Les Etats-Unis, qui produisent de l’éthanol principalement à base de maïs, et le Brésil, qui utilise principalement de la canne à sucre, totalisent 95% de la production mondiale d’éthanol. Le Brésil a augmenté sa production d’éthanol de 21% en 2007 pour atteindre 19 milliards de litres. Les États-Unis sont restés le principal producteur dans le monde, augmentant leur production de 33% pour la hisser à 24,5 milliards de litres en 2007, ce qui représente un peu plus de la moitié de la production mondiale.
L’Allemagne a maintenu son leadership dans le secteur des biocarburants en augmentant sa capacité de production en 2007, et cela bien que les nouvelles taxations gouvernementales sur les biocarburants, en 2006 et en 2008, aient affaibli le marché allemand des biocarburants. Ces taxes, associées à la montée du prix des matières premières, ont fait disparaître l’attractivité de prix qui soutenait les biocarburants, et un certain nombre de producteurs ont annoncé une réduction de leur production. La production de biocarburants a continué de croître rapidement en Asie du Sud-Est, particulièrement en Malaisie et en Indonésie, grâce principalement à des incitations à mélanger les biocarburants à l’essence traditionnelle, des crédits d’impôts et à un soutien appuyé des milieux agricoles.

Dans le monde, l’expansion des investissements dans la capacité de production des biocarburants s’est poursuivie en 2007. La valeur des usines annoncées ou en construction dépasse les 4 milliards de dollars US aux États-Unis, les 4 milliards de dollars au Brésil et les 2 milliards de dollars en France. Les investissements dans les biocarburants se sont cependant réduits en 2006, lorsque les prix des matières premières ont pris l’ascenseur et que se sont manifestées certaines inquiétudes socio-environnementales. L’année dernière, la FAO a rapporté que la demande en biocarburants a représenté 8% de l’inflation du prix des aliments en Chine, 13% en Indonésie et au Pakistan et 10% ou davantage en Amérique latine.
L’augmentation des prix des céréales et du soja et les interrogations sur la réalité des bénéfices environnementaux des biocarburants ont amené un certain nombre de réponses. Les pays de l’Union européenne se sont mis d’accord sur des normes de durabilité des biocarburants ; elles exigent que l’énergie issue des biocarburants émette 35% des gaz à effet de serre de moins que les carburants fossiles équivalents d’ici 2015, et que cette réduction soit de 50% après 2015. Le Gouverneur de la Californie, Arnold Schwarzenegger, a aussi annoncé que son État établirait des normes pour que les émissions de carbone des biocarburants consommés dans l’État soient faibles, et qu’il élaborerait de méthodes permettant d’estimer l’intensité en carbone du cycle de vie de tous les carburants destinés au transport.

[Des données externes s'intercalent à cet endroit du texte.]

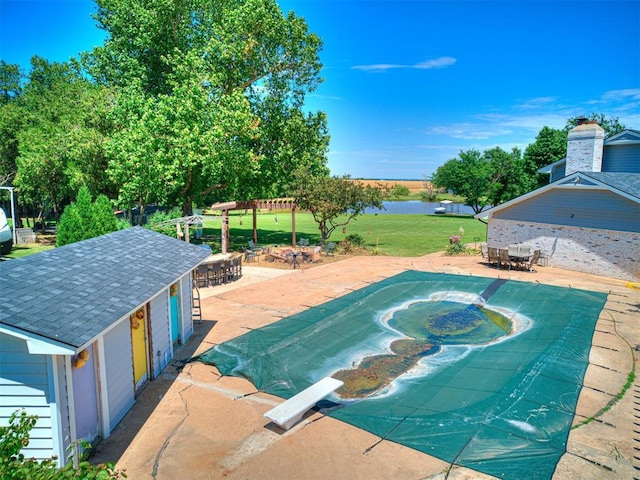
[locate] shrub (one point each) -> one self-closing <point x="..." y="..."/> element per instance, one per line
<point x="457" y="248"/>
<point x="356" y="239"/>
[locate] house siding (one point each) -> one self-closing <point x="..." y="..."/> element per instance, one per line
<point x="25" y="382"/>
<point x="160" y="333"/>
<point x="599" y="252"/>
<point x="621" y="158"/>
<point x="579" y="207"/>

Parallèlement, les problèmes croissants rencontrés avec les biocarburants conventionnels ont provoqué le développement de technologies plus performantes ainsi que l’essor d’investissements dans d’autres matières premières, en vue de produire par exemple de l’éthanol cellulosique, qui peut être produit à partir de déchets organiques et de cultures non vivrières produites sur des sols marginaux.